As of Thursday afternoon, only two civilians—both Pakistani nationals who lived in East Ghouta since before the war began—had been evacuated through the crossing in coordination with their country’s embassy, local sources told Syria Direct. The Syrian Arab Red Crescent (SARC) shared photos of the two Pakistani citizens on social media after they were evacuated on Wednesday.
Russian state media outlet TASS reported that rebel forces in East Ghouta shelled the humanitarian corridor on Thursday and accused them of preventing civilians from leaving.
Syrian state media reported that rebels shelled the al-Wafideen crossing and prevented civilians from exiting East Ghouta on Thursday, with rebel groups “detaining [civilians] and using them as human shields,” the report read.
Syria Direct reached out to the media offices of all major rebel factions present in East Ghouta on Thursday, but did not receive a response by time of publication. A rebel spokesman with the East Ghouta faction Failaq a-Rahman previously denied shelling the corridor in a conversation with Syria Direct on Tuesday.
Residents of Kafr Batna town in East Ghouta on Tuesday. Photo courtesy of Khaled Akasha/Ghouta Media Center.
“The siege and bombardment is indescribable,” Samir Izzadin, a 31-year-old Douma resident, told Syria Direct on Thursday. “If the path to the corridor were safe, and people were not afraid of human rights violations by the regime, they would leave.”

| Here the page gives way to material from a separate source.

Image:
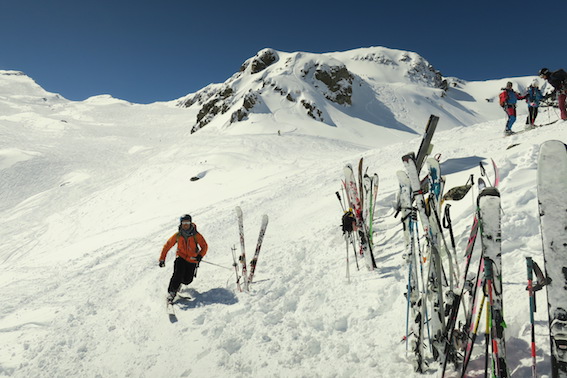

Izzadin and two other residents said that—even for those who wish to leave East Ghouta for government-controlled territory—incessant bombing as well as fear of later imprisonment and conscription are discouraging people from leaving.
“You can’t even walk a few steps from the shelter you live in,” said activist Hijazi. The continued bombardment of roads and the relative isolation of the al-Wafideen crossing makes movement a “challenge,” he told Syria Direct.
“How can someone go from Douma to the crossing when it’s 7km away?” said Hijazi. “Is he supposed to walk?”
Fears of conscription are another reason why some East Ghouta residents may not choose to leave. East Ghouta is home to “thousands” of young men wanted for mandatory military service with the Syrian Arab Army, said Douma resident Izzadin.
Following the battle of east Aleppo in December 2016, hundreds of military-aged men from former rebel districts were reportedly detained and conscripted.
For others residents possession of marriage certificates and civil documentation from rebel authorities could pose a risk to those returning to government territory, Syria Direct reported in January.
“This social and political crisis must be solved first,” said Izzadin. “After that, we can talk about leaving East Ghouta.”